Une nouvelle étude montre que l'évolocumab, commercialisé par Amgen sous le nom de Repatha, diminue les taux de cholestérol et le risque d'infarctus ainsi que d'AVC chez des personnes souffrant d'athérosclérose.

Mais le traitement coûte environ 14.000 dollars par an.

Il s’agit de l’étude la plus rigoureuse menée à ce jour pour mesurer les effets thérapeutiques de ce médicament, le Repatha, du groupe américain Amgen, sur cette catégorie de malades qui pourrait représenter onze millions de personnes aux États-Unis.

Chez les participants traités pendant 26 mois avec le Repatha, le risque global de mortalité cardiovasculaire, d’accident vasculaire cérébral (AVC), d’hospitalisation pour de l’angine de poitrine ou un pontage coronarien a baissé de 15 % par rapport à ceux ayant reçu un placebo.

Les chercheurs ont également constaté une réduction de 25 % du risque de mortalité cardiovasculaire, d’infarctus ou d’AVC graves après la première année de l’essai clinique mené de 2013 à 2015 dans 49 pays, avec 27.564 patients âgés de 63 ans en moyenne, dont 75 % d’hommes.

Le risque spécifique d’infarctus a diminué de 27 % et de 21 % pour les AVC, ont précisé les chercheurs dont l’essai clinique a été financé par Amgen.

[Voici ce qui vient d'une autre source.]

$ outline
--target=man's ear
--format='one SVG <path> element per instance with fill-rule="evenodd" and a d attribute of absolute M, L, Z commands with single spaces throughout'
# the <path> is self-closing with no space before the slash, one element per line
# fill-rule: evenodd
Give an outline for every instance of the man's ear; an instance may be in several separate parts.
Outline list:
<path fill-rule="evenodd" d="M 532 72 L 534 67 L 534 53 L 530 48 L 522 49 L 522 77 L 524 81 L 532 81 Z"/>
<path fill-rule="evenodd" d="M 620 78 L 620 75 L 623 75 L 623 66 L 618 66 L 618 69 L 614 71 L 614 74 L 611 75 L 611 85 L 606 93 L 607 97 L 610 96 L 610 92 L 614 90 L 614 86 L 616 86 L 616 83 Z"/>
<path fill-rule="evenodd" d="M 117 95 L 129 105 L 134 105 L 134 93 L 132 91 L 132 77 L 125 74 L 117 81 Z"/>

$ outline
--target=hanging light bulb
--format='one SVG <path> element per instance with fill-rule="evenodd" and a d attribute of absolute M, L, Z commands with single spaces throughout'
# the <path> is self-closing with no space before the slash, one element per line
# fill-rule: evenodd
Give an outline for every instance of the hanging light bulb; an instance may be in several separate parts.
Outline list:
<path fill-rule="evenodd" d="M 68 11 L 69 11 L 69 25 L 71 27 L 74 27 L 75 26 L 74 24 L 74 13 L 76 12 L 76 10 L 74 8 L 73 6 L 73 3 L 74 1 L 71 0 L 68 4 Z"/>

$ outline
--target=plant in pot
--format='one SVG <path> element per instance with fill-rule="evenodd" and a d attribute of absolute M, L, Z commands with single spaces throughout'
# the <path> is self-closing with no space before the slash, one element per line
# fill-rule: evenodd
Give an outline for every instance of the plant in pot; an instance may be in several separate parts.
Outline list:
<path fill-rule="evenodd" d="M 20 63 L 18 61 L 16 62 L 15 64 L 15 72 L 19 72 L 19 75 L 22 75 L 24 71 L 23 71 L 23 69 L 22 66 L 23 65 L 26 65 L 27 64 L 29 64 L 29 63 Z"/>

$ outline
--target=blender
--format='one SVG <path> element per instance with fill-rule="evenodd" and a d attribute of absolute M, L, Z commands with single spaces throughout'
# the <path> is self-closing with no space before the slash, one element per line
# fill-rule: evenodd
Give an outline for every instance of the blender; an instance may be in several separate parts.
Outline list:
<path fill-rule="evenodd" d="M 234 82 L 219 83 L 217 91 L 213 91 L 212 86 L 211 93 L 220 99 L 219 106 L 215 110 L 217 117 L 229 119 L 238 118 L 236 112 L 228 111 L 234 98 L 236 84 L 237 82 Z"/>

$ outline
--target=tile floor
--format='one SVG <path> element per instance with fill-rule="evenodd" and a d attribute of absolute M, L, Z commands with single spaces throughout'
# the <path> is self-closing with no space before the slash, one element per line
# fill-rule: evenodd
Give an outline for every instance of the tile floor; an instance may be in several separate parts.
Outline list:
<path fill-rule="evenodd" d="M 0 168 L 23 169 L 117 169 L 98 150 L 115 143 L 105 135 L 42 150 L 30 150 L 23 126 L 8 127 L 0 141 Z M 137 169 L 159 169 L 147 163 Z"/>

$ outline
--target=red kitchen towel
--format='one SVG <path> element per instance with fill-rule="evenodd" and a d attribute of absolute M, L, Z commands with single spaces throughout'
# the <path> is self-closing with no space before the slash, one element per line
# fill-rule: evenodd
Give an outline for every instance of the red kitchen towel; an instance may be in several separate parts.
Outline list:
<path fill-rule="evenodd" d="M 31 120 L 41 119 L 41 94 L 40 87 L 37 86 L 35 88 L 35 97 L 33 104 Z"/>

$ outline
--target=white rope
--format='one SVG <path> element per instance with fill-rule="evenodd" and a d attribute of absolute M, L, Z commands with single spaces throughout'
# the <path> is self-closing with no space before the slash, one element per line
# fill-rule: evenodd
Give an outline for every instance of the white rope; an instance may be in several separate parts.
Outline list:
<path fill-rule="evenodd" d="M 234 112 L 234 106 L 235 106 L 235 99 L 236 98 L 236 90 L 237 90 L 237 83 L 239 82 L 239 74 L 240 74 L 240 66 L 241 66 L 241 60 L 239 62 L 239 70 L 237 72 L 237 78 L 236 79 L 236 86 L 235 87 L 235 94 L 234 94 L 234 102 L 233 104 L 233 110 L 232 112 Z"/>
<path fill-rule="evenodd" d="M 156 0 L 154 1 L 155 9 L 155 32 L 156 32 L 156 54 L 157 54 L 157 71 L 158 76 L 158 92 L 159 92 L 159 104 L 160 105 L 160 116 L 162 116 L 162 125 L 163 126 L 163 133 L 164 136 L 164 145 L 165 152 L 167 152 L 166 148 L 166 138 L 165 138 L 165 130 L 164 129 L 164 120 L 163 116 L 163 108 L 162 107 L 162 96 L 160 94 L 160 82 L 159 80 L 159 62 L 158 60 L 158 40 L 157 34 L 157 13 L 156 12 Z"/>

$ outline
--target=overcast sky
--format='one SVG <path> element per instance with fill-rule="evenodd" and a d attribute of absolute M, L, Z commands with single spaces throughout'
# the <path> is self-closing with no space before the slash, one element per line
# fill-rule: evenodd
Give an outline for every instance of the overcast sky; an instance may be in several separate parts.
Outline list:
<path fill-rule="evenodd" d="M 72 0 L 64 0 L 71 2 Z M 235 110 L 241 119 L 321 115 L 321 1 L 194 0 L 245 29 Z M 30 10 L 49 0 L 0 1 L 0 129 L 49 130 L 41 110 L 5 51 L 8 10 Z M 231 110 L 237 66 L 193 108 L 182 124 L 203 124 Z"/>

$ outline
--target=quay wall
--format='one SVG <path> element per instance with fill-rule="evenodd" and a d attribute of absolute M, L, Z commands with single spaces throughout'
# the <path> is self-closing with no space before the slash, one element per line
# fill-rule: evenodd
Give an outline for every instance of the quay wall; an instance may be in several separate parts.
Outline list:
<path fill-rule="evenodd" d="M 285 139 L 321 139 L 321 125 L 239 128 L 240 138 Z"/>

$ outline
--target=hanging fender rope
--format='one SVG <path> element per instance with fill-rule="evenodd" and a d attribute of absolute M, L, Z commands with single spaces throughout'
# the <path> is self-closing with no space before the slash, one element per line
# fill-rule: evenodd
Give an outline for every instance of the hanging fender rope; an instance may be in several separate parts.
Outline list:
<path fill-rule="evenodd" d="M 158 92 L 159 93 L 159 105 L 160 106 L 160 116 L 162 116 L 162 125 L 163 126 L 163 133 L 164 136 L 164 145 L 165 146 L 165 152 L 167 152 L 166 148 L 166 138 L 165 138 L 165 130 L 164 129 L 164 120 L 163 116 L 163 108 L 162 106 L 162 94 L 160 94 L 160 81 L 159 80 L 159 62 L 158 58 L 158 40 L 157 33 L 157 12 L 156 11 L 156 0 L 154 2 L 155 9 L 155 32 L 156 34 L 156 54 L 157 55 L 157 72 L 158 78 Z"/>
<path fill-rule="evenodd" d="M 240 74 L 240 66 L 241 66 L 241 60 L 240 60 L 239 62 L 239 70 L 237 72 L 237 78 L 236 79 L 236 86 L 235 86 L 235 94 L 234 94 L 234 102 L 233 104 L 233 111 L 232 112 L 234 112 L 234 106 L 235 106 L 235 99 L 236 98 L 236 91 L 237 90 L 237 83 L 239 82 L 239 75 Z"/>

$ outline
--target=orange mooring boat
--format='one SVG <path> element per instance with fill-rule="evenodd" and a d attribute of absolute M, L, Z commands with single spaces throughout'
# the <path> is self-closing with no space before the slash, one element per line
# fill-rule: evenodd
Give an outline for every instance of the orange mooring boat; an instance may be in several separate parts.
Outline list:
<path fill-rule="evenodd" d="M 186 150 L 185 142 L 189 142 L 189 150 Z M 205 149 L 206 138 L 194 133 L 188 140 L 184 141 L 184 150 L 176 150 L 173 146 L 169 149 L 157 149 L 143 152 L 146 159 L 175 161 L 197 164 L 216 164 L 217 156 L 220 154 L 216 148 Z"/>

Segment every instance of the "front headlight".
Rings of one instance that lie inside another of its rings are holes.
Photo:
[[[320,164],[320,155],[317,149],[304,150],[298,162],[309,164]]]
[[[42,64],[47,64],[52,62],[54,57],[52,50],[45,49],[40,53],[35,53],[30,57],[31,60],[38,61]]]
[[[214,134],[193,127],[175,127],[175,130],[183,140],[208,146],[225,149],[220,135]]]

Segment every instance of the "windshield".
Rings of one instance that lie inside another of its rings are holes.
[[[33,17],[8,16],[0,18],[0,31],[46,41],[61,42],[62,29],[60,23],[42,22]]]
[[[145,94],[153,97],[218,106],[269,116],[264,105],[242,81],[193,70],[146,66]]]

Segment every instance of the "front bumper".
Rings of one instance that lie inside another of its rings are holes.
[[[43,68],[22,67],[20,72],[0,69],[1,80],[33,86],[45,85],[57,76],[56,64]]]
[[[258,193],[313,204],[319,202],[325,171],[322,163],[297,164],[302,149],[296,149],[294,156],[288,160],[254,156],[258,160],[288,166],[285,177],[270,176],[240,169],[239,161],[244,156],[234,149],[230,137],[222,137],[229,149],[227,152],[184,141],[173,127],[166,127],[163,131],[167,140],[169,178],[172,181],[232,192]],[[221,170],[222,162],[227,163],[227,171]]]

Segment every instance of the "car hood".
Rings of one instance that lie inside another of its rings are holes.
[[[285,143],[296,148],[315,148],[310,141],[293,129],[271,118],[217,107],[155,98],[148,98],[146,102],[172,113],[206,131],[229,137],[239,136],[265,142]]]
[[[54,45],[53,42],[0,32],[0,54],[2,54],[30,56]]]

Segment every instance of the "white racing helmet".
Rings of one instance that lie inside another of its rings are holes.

Tous les participants souffraient de maladies cardiovasculaires et étaient traités avec pour certains des doses maximums de statines pour abaisser leur taux de mauvais cholestérol (LDL).

Le Repatha, administré en injection une ou deux fois par mois, neutralise une protéine qui empêche le foie d’éliminer le mauvais cholestérol.

Un mécanisme différent des statines.

Les patients traités dans cet essai clinique ont enregistré une baisse de 59 % de leur cholestérol, tombé à un taux extrêmement bas.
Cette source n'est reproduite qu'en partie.